Je travaillais déjà beaucoup avant mais maintenant, je travaille vraiment beaucoup, beaucoup ! C’est une vie trépidante où tu es sans cesse en mouvement. C‘est très riche et intense.

  • C’est quoi “le plus cool” quand on est ministre ?

Le plus cool, c’est certainement cette opportunité de rencontrer toute une série de personnes que je n’aurais jamais croisées autrement.

  • Et “le plus dur”, alors, ce serait quoi ?

C’est assurément le rythme avec lequel on doit composer. Le fait que tes journées ne se déroulent jamais comme prévu parce que tu fais sans cesse face à des urgences. Il y a toujours une urgence qui vient s’ajouter aux autres urgences… Ça ne s’arrête jamais. Tu es tout le temps sous pression.

Lescrenier Minsitre
  • Tu es la première femme provenant de la province de Luxembourg à devenir ministre. Ça t’inspire quoi ?

C’est un grand honneur, évidemment. Mais découvrir la fonction de ministre me donne aussi encore plus de respect et même d’admiration pour toutes les personnes qui ont exercé cette charge avant moi. C’est tellement exigeant. Bien sûr, ça t’apporte beaucoup mais ça nécessite aussi de donner énormément.

  • Tu es également maman. C’est vraiment compatible avec un agenda de ministre, ça ?

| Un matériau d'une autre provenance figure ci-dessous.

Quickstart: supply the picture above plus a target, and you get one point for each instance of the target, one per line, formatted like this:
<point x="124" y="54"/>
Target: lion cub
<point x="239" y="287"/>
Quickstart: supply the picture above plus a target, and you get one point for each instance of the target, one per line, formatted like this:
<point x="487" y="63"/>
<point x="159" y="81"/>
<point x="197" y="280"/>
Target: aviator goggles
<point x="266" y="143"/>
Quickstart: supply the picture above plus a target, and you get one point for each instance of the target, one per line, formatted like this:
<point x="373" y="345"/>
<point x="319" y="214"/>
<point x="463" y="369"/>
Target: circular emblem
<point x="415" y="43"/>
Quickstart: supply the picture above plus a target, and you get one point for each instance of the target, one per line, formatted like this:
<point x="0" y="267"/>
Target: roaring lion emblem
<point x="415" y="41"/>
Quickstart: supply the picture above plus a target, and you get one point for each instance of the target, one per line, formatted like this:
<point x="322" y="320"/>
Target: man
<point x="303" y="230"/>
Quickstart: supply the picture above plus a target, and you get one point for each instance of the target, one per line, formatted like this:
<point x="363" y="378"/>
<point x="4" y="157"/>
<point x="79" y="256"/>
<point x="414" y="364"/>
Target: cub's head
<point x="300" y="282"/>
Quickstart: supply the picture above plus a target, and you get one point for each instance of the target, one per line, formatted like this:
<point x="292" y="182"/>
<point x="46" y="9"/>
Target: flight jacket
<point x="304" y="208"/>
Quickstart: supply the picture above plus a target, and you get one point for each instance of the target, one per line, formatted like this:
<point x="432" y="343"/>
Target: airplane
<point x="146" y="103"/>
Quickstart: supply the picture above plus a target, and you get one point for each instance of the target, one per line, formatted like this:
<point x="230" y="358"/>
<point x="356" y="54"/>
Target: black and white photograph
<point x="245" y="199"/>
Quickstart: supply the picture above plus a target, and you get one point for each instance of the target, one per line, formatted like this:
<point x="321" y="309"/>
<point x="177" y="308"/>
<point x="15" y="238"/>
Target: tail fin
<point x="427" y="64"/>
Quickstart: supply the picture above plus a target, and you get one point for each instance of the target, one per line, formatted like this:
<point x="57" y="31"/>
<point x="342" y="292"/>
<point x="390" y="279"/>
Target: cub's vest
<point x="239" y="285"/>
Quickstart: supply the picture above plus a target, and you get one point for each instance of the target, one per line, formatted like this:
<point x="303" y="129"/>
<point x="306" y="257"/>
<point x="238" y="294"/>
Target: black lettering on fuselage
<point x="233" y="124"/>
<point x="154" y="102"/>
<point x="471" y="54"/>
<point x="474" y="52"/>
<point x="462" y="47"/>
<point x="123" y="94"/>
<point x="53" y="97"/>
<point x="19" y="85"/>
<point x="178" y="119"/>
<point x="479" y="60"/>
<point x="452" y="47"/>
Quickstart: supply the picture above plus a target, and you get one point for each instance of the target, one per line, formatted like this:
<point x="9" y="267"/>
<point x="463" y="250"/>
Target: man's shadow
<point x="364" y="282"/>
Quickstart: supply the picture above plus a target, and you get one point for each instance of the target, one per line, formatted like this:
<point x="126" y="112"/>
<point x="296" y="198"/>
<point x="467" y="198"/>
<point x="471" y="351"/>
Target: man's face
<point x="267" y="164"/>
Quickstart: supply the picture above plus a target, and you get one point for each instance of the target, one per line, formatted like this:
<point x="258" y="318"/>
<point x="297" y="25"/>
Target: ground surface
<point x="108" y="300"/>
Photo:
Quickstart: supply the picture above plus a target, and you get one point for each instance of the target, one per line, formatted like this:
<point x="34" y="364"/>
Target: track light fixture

J’ai trois chouettes enfants. Qui sont grands, heureusement. Mes deux aînés sont en kot, mon dernier est en rhéto. Ils sont très soutenants par rapport à mon investissement politique. Notre vie est très rock ! Il n’y a pas deux jours les mêmes. Mais on arrive chacun à trouver notre place et, au final, tout le monde est très épanoui.

 

  • Un des enjeux pour les prochaines années, c’est l’accès aux crèches et aux milieux d’accueil. Pour les jeunes parents, trouver une place, c’est très compliqué et parfois très cher. Quelle est la situation ?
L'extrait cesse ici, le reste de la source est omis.